Impalas Impala féminin sentant l'air de pluie dans le parc national de Gorongosa, Mozambique. Les Impalas font partie des nombreuses populations d'animaux sauvages qui ont fait des rebonds spectaculaires au cours des dernières années grâce aux efforts de restauration inlassables. (Robert Pringle)

Deux décennies plus tard, le parc est devenu un symbole du rétablissement pacifique. De nombreuses espèces ont commencé à rebondir. Les lions, par exemple, étaient numérotés à un chiffre à la fin de la guerre, alors qu’une récente enquête sur seulement 20% du parc a révélé plus de 65 des grands félins. Le parc est considéré comme une terre neutre au Mozambique: des combattants des deux côtés du conflit se sont regroupés pour contribuer aux efforts de restauration, certains y travaillant toujours en tant que gardes.

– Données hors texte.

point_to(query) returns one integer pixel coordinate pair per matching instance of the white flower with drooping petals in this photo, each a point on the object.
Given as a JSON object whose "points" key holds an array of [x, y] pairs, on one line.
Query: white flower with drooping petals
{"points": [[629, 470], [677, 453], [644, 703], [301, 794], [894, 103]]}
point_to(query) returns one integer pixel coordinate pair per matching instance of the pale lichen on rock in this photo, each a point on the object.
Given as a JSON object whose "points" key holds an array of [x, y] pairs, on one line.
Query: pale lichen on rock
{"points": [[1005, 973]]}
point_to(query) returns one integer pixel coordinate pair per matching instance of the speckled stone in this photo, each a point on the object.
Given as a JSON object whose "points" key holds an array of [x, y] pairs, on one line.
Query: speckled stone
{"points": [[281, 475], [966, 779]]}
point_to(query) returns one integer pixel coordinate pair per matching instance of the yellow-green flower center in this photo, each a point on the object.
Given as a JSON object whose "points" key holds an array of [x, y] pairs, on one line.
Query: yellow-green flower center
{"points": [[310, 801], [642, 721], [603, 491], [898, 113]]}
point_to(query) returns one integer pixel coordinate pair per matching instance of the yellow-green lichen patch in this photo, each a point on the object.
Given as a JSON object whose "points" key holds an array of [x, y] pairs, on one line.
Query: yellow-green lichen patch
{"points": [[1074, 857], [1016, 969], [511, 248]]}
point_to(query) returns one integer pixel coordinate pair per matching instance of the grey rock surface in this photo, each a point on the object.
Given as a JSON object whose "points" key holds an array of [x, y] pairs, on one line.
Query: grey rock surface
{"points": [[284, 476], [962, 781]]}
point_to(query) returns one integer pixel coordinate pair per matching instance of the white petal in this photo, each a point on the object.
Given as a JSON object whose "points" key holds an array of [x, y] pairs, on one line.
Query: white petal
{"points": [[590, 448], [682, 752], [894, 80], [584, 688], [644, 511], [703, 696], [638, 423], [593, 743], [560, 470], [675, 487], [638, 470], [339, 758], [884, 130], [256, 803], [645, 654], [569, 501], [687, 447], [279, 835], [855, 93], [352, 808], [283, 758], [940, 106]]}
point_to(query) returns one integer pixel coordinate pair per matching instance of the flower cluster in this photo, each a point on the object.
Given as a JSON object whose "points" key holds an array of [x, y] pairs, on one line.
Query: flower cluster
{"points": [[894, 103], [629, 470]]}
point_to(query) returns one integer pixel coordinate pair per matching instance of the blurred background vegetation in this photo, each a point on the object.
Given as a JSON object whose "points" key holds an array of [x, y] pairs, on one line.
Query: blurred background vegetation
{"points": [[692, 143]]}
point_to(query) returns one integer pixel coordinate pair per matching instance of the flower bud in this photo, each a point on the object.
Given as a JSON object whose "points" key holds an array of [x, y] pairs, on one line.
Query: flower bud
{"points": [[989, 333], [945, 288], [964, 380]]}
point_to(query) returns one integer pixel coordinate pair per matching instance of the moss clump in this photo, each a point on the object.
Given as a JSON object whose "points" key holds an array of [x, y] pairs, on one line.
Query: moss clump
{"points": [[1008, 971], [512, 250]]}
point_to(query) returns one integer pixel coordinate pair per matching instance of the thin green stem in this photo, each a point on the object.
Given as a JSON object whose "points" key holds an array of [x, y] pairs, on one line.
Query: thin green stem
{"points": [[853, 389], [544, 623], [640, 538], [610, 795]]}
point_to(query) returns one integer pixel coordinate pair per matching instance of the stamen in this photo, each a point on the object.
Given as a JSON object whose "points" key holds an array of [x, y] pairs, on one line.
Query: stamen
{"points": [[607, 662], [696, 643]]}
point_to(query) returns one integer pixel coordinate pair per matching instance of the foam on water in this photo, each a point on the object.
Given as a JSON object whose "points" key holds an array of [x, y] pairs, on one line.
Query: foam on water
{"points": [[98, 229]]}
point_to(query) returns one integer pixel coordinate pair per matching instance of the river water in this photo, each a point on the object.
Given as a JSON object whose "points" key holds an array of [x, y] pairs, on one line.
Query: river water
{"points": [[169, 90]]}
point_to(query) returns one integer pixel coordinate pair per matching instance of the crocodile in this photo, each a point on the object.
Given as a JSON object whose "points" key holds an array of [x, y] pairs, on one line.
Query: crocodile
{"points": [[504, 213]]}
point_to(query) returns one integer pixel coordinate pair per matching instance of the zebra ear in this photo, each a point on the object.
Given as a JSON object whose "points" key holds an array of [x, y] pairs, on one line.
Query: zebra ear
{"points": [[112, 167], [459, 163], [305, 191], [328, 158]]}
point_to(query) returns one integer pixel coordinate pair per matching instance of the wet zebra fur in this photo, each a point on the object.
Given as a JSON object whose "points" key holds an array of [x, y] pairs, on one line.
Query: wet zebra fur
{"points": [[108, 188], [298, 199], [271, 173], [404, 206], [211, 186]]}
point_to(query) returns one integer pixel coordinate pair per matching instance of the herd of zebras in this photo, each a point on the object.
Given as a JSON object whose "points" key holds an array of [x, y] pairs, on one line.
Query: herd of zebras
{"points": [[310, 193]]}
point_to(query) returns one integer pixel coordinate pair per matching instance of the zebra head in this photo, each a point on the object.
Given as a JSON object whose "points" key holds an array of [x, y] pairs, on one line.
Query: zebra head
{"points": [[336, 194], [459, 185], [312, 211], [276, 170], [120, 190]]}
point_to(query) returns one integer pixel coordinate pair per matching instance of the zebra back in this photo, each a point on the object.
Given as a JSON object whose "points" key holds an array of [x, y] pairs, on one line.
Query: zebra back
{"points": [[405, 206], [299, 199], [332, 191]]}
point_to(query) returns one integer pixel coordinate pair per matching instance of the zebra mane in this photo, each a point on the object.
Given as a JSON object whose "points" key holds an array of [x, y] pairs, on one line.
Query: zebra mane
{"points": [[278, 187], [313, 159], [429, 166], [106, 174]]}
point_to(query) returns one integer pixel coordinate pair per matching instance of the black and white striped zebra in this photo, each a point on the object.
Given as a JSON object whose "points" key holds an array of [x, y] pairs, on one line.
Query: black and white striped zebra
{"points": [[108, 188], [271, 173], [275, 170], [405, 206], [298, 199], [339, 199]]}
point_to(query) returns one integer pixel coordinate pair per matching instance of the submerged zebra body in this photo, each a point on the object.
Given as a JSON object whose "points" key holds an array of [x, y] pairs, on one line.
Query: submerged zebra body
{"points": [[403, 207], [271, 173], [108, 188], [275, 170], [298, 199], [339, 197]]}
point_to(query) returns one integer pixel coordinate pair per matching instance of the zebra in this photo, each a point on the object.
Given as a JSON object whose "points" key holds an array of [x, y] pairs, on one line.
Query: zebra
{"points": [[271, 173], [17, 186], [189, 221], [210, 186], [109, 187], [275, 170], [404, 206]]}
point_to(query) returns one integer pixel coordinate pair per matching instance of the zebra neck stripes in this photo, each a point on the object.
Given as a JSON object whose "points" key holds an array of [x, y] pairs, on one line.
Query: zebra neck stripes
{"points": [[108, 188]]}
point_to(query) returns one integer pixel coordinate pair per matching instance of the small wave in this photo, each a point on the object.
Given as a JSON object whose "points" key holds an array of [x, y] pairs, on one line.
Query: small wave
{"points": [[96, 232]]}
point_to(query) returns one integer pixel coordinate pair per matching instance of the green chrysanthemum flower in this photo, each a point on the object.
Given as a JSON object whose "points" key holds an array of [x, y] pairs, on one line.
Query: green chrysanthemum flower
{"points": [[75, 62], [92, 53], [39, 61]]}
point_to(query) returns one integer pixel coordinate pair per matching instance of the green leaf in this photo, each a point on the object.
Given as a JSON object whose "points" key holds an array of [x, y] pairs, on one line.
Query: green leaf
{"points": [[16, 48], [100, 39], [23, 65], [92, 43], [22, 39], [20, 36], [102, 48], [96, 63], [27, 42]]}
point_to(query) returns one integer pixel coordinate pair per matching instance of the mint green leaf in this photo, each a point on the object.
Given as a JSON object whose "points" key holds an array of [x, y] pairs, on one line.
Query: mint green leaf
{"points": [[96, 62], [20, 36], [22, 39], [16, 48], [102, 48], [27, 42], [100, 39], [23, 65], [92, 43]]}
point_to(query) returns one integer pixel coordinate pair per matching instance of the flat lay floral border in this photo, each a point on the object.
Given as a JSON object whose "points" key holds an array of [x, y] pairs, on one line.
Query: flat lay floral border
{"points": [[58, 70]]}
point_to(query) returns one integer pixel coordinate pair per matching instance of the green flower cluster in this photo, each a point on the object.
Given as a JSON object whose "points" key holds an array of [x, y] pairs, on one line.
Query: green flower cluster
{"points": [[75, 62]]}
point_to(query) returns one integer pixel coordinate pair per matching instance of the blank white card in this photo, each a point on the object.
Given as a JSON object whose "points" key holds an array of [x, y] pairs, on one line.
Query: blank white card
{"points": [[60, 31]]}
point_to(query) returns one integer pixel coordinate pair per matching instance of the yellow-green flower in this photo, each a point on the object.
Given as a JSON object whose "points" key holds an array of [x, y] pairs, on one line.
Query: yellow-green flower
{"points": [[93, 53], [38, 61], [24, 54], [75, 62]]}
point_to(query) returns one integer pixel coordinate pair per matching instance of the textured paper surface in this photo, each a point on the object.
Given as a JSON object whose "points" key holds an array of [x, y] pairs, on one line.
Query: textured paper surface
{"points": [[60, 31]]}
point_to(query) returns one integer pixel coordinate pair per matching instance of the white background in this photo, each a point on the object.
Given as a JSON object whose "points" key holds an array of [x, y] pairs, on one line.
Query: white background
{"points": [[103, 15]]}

Des efforts communs similaires peuvent être observés le long d'une région frontalière entre Israël et la Jordanie, a déclaré Hanson. Au début des années 2000, quelques années seulement après la signature d'un traité de paix, les tensions persistaient. Mais les agriculteurs des deux côtés ont trouvé un terrain d’entente en vue de favoriser le développement d’une population florissante de chouettes effraies qui se nourrissaient naturellement de parasites, qui était auparavant en déclin.

Ce genre d'anecdotes soulève une question importante, dit Hanson. "Comment pouvez-vous utiliser la gestion coopérative de ces ressources pour surmonter les conflits traditionnels, et pouvez-vous utiliser les ressources environnementales comme un moyen de construire la paix?"

En comblant ces lacunes dans les connaissances, les chercheurs espèrent pouvoir aider à se préparer aux épidémies de violence et accélérer le rétablissement des espèces sauvages dans la foulée - en s’armant non pas avec des armes à feu, mais avec des données.